Om de rol en het belang van hypogonadisme, gedefinieerd als een laag testosteron (T) -niveau, bij erectiestoornissen (ED) te herzien. Beoordeling van literatuur.

Serum T is lager dan 3 ng / ml in 12% van de ED-patiënten, inclusief 4% vóór en 15% na de leeftijd van 50. Vervangingstudies bij mannen met ernstig hypogonadisme tonen aan dat seksueel verlangen en opwinding, evenals de frequentie van seksuele activiteit en spontane erecties duidelijk T-afhankelijk zijn. Psychische erecties zijn gedeeltelijk T-afhankelijk. De effecten van T op de seksuele functie zijn dosisafhankelijk tot een drempelniveau dat consistent is binnen een individu, maar opvallend variabel tussen individuen, variërend van 2 tot 4.5 ng / ml. Er is meer bewijs nodig om een ​​significante invloed van T op de intrapenile vasculaire mechanismen van erecties bij mannen te bevestigen, zoals het geval is bij dieren.

Er is geen overtuigende associatie van T met ED gevonden in epidemiologische studies. Wat betreft klinische ervaring, hoewel een meta-analyse van de gerandomiseerde gecontroleerde onderzoeken aantoonde dat de T-behandeling de erectiele functie bij jonge hypogonadale patiënten met T onder 3.46 ng / ml consequent herstelt, waren de effecten van deze behandeling meestal teleurstellend wanneer ze alleen bij oudere patiënten werden gebruikt raadgeving voor ED, die vervolgens gediagnosticeerd zijn om hypogonadisme te hebben na routinematige T-meting. Deze slechte resultaten kunnen waarschijnlijk worden verklaard door de hoge prevalentie van comorbiditeiten en door het feit dat ED zelf hypogonadisme kan veroorzaken.
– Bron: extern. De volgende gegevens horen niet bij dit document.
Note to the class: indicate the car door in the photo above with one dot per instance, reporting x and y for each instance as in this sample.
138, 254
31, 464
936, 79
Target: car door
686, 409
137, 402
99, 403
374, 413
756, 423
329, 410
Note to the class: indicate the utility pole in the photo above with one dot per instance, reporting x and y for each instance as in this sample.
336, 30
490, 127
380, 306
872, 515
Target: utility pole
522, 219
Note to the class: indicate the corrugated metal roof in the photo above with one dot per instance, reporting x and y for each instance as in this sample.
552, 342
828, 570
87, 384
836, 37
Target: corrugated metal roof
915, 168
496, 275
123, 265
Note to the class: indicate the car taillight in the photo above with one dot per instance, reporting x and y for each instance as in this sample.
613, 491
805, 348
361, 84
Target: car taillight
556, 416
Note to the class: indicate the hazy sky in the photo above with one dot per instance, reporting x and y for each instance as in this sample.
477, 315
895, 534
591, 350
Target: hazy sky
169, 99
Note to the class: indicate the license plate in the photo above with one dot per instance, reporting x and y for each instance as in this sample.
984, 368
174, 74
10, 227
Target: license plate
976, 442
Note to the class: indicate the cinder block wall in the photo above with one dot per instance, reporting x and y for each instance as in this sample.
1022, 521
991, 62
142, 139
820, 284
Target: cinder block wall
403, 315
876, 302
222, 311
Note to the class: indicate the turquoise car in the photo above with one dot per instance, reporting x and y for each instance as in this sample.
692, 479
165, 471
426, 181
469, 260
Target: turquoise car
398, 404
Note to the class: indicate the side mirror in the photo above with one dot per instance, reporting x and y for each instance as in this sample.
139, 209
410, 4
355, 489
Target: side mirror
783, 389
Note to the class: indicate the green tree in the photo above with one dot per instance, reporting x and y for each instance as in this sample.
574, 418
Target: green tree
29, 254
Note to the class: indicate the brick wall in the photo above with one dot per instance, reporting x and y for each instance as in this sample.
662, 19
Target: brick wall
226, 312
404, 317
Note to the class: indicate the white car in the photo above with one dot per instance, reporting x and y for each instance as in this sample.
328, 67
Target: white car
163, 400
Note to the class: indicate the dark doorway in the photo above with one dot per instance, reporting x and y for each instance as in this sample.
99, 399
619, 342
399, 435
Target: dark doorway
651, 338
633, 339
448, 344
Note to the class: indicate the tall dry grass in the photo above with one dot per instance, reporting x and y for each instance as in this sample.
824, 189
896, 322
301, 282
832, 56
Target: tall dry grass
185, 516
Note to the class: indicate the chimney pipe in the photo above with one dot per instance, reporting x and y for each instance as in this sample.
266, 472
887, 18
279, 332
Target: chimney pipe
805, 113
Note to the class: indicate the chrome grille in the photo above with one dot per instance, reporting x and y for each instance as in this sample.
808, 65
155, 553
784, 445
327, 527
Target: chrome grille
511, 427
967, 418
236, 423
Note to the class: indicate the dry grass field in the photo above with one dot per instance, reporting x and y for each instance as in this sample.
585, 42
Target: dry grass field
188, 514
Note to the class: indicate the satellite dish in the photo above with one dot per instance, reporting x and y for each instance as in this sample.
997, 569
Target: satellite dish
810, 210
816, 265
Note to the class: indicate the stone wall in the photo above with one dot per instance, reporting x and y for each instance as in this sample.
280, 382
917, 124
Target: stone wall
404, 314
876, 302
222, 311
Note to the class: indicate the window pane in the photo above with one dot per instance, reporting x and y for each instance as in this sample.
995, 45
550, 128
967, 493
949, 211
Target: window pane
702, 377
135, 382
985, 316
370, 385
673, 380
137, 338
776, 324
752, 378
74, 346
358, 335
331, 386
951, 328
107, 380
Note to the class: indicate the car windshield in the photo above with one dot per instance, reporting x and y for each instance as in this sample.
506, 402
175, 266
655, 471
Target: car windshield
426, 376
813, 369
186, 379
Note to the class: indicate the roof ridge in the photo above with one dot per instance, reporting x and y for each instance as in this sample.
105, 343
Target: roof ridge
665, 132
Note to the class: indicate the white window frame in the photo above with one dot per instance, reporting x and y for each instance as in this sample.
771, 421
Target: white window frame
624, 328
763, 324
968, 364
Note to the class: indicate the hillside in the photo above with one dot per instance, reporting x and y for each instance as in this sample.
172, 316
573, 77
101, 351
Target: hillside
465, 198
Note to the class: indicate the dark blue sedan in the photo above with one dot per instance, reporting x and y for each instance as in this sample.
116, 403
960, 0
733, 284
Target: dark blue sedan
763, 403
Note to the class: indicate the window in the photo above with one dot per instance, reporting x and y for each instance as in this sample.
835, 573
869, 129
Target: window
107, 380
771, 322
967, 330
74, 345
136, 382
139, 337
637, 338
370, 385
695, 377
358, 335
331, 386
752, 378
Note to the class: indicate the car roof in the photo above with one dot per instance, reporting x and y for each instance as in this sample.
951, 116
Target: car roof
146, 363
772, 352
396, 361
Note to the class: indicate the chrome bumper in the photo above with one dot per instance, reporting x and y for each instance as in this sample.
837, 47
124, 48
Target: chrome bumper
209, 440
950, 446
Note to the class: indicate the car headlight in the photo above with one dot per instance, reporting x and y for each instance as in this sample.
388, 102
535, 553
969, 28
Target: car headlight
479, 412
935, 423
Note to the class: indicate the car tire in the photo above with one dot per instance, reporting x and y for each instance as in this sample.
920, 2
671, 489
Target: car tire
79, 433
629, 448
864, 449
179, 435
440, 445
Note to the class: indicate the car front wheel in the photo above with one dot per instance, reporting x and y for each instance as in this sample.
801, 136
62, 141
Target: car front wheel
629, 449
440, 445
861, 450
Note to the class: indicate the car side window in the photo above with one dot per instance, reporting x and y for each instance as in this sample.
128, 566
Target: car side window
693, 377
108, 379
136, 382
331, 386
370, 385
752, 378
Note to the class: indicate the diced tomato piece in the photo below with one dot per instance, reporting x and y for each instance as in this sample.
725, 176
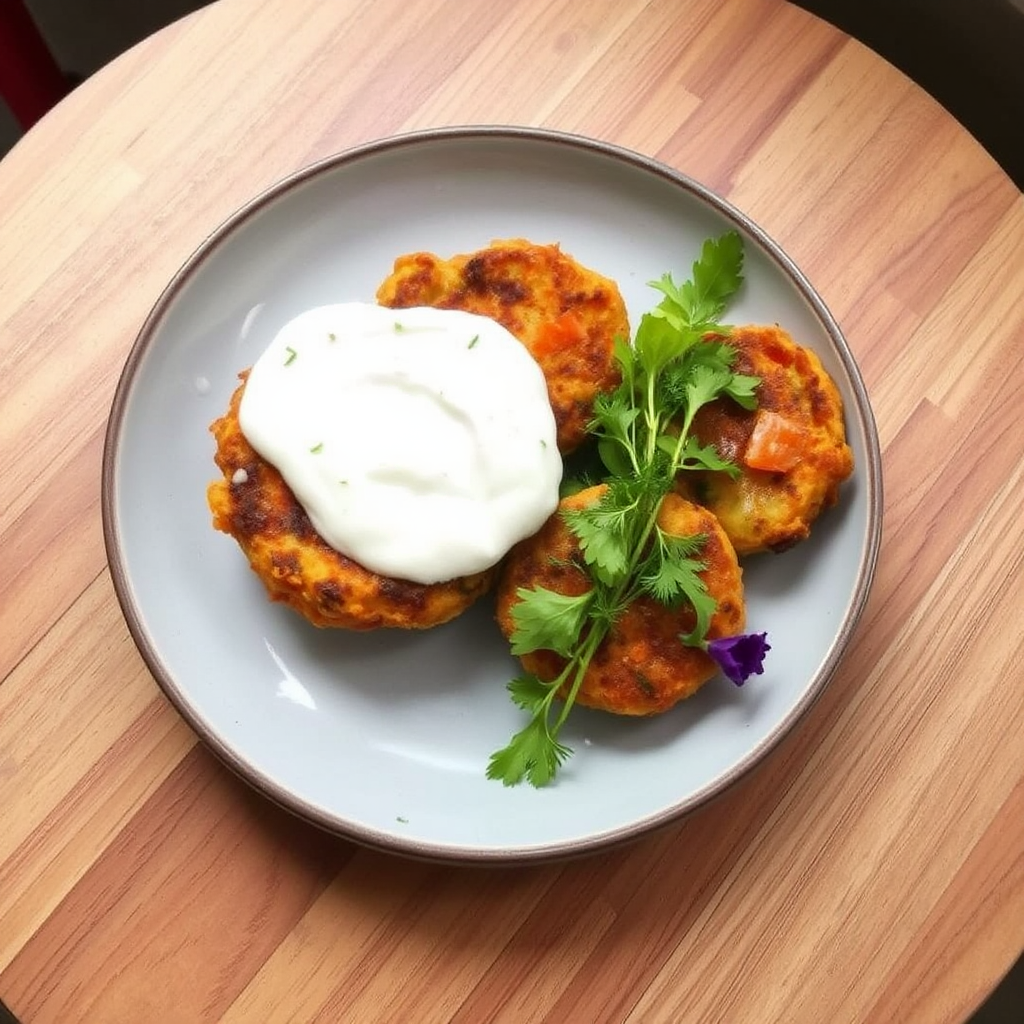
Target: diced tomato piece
558, 335
776, 444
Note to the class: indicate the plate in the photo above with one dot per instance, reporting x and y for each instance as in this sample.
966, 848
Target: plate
384, 737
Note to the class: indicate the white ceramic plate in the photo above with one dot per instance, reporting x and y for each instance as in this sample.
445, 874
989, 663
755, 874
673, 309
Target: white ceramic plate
384, 737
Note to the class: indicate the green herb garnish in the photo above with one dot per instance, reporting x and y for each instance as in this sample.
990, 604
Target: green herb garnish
677, 364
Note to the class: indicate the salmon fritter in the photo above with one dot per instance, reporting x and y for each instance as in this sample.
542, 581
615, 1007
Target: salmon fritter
792, 450
254, 505
567, 315
641, 667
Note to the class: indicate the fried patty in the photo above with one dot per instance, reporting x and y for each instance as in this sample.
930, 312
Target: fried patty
800, 407
641, 668
566, 315
254, 505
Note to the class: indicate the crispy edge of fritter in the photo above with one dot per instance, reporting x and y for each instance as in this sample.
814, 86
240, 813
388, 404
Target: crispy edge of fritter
642, 667
298, 566
772, 511
566, 314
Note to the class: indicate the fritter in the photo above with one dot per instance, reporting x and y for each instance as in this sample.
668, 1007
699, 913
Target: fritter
254, 505
792, 450
641, 668
567, 315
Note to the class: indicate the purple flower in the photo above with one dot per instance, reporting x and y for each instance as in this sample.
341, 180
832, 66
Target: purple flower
740, 656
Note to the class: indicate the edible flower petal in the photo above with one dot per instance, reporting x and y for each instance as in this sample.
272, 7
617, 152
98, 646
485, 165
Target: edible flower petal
740, 656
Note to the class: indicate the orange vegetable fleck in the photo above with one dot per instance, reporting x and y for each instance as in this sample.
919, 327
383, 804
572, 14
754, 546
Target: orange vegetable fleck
558, 335
776, 444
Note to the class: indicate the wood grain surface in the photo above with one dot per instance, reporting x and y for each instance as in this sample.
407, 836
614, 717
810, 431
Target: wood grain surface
871, 870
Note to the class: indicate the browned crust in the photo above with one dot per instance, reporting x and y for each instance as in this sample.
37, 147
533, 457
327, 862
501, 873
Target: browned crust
641, 668
566, 315
763, 510
298, 566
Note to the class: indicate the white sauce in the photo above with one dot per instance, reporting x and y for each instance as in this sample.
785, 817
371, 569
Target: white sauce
421, 442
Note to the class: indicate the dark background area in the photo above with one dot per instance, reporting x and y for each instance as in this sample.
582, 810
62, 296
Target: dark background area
969, 54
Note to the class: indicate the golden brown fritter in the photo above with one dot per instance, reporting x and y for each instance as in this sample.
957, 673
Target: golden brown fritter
641, 668
792, 450
254, 505
566, 315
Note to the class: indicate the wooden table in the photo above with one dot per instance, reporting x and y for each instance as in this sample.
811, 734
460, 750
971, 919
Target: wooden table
872, 869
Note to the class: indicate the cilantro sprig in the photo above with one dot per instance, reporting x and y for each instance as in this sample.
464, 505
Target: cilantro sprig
677, 364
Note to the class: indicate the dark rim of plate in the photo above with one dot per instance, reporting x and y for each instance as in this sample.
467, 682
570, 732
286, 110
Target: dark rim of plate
870, 475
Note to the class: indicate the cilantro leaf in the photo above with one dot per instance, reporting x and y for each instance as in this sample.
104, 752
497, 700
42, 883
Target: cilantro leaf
528, 692
546, 620
531, 754
680, 360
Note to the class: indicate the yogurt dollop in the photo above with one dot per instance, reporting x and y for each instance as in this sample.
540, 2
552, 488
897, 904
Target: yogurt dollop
421, 442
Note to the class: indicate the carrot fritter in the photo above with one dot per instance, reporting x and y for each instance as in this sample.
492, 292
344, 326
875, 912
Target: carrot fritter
642, 667
254, 505
567, 315
792, 450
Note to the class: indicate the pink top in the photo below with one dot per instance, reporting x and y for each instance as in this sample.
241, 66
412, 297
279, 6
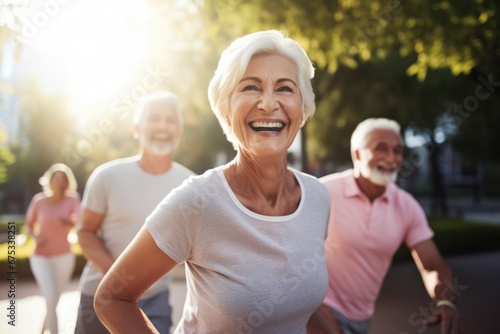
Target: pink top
52, 233
362, 239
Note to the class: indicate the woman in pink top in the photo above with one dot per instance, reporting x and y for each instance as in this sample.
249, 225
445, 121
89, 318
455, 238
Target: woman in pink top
50, 216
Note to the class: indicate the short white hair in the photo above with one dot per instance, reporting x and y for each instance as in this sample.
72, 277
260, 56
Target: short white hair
44, 180
160, 97
234, 62
360, 135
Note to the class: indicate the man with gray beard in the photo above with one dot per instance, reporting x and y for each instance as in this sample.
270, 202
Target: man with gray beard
370, 218
118, 198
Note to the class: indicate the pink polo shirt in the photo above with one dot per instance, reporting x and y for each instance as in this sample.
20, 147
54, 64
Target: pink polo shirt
53, 236
362, 239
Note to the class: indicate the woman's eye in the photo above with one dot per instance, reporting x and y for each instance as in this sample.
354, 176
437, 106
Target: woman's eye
285, 89
250, 87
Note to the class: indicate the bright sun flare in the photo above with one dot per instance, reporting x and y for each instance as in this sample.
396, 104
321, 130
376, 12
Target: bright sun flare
98, 45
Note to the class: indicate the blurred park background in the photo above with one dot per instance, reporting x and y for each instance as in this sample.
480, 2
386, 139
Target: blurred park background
72, 72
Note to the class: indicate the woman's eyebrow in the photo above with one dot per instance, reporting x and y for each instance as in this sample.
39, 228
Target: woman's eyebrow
260, 81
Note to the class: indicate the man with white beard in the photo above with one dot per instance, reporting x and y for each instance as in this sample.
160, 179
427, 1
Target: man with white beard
370, 218
118, 197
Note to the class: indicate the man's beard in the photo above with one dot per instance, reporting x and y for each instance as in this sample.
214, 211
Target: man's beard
379, 177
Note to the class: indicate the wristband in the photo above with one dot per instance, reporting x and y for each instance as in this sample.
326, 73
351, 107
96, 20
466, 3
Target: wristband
444, 302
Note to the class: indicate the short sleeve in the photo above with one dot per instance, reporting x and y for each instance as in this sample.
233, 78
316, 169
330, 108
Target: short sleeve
418, 226
95, 194
32, 211
175, 222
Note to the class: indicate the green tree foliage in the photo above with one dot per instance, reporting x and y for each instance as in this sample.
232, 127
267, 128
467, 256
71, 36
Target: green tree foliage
44, 125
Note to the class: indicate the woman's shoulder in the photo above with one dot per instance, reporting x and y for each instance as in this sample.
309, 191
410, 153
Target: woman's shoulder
73, 196
39, 197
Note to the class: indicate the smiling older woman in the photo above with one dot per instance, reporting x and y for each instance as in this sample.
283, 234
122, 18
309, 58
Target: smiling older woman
251, 232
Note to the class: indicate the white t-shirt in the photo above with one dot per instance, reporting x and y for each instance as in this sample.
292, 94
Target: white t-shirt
246, 272
126, 195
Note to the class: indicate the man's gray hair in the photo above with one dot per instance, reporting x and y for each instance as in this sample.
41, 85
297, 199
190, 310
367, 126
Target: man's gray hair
360, 134
164, 97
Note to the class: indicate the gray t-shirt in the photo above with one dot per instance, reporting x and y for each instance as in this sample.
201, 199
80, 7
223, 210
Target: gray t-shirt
246, 272
126, 195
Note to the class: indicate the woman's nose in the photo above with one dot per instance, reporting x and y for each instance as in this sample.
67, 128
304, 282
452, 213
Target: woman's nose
268, 102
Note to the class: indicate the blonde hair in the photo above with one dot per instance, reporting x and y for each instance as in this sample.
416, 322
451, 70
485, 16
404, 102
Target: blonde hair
44, 180
234, 61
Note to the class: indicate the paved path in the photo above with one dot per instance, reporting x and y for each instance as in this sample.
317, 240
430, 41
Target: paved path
402, 299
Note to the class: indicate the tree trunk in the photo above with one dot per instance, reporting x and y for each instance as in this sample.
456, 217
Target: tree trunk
439, 204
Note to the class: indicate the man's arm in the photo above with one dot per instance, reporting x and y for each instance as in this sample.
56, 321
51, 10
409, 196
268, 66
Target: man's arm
92, 246
438, 280
136, 269
322, 321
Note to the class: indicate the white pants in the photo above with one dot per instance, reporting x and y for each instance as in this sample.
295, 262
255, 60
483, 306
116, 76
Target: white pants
52, 274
Combinatietherapie met T- en PDE5-remmer (PDE5I) kan effectief zijn bij hypogonadale ED-patiënten wanneer de behandeling met T alleen faalt. Er is echter meer bewijs nodig om de hypothese te bevestigen dat een minimumniveau van T vereist is voor een volledig effect van PDE5I bij bepaalde mannen, aangezien een PDE5I in staat was om complete erecties bij ernstig hypogonadale mannen te herstellen. Hoewel een laag T-niveau niet altijd de enige oorzaak is van ED bij hypogonadale ED-patiënten, zijn er belangrijke voordelen bij screening op hypogonadisme bij ED. Een laag T-niveau rechtvaardigt een 3-maandenproef van T-therapie, voordat een PDE5I wordt gecombineerd als de T-therapie alleen faalt.